The vendors who build the servers say that 100% CPU
utilization is optimal, and they wrote both the OS
and the underlying hardware.
http://www.dba-oracle.com/t_high_cpu.htm
Now I ask you, since you hide all evidence of having
any real-world job experience in this area, not to
mention your unsavory history of introducing bias
into your phony "proofs" to falsely discredit real
experts.
Why should anyone believe you?Don,
Of course you were bound to respond with ad hominem attacks, innuendo, and appeals to invisible authority figures.

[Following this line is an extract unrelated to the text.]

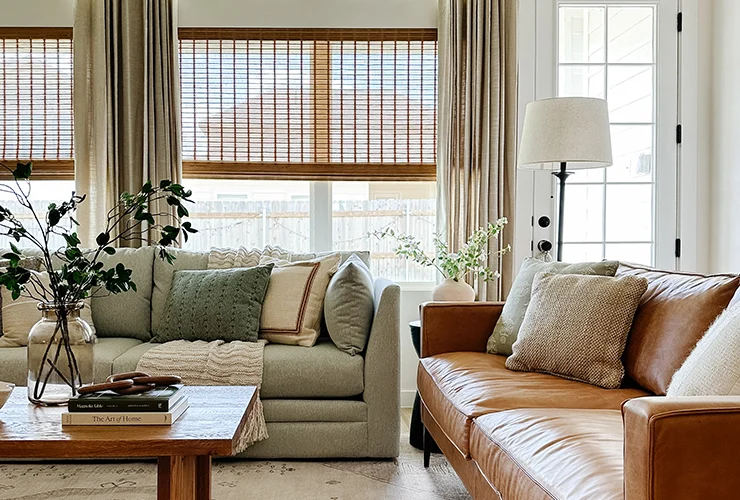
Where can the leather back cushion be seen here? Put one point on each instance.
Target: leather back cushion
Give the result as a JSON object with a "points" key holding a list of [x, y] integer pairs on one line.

You presented what you thought were supporting technical documents in the thread that I've already linked to. But as I pointed out there, both the documents you quoted actually explained why your '100% is optimal" is wrong.
Here are a couple of thoughts for you, however:
First: check the following simple example of how wrong you can be in saying {"using" all of your CPU is a good thing} especially in a multi-user, shared memory environment such as an active Oracle instance. You see, Don, although "using" all of your CPU may be desirable if you don't waste any of it, in a multi-user system you can waste a lot of CPU very easily - even when nobody goes off the run queue.
Secondly: you love quoting Metalink and dredging up any Oracle documents, no matter how old, that might offer the slightest hint that you are right about one of your assertions; you love quoting Oracle marketing material as "proof" that one of your ideas must be good because Oracle mentions some planned feature that you can claim mimics your idea.
So why is it so hard to notice that Oracle's latest aid to performance automation, the ADDM report, makes comments like the following:
FINDING 1: 100% impact (1585 seconds)
-------------------------------------
Host CPU was a bottleneck and the instance was consuming 52% of the host CPU.
All wait times will be inflated by wait for CPU.
ADDITIONAL INFORMATION: Host CPU consumption was 88%.
CPU runqueue statistics are not available from the host's OS.
This disables ADDM's ability to estimate the impact of this finding.The CPU is running at only 88%, and ADDM warns you about it being a possible threat !
So much for 100% being normal or desirable or optimal.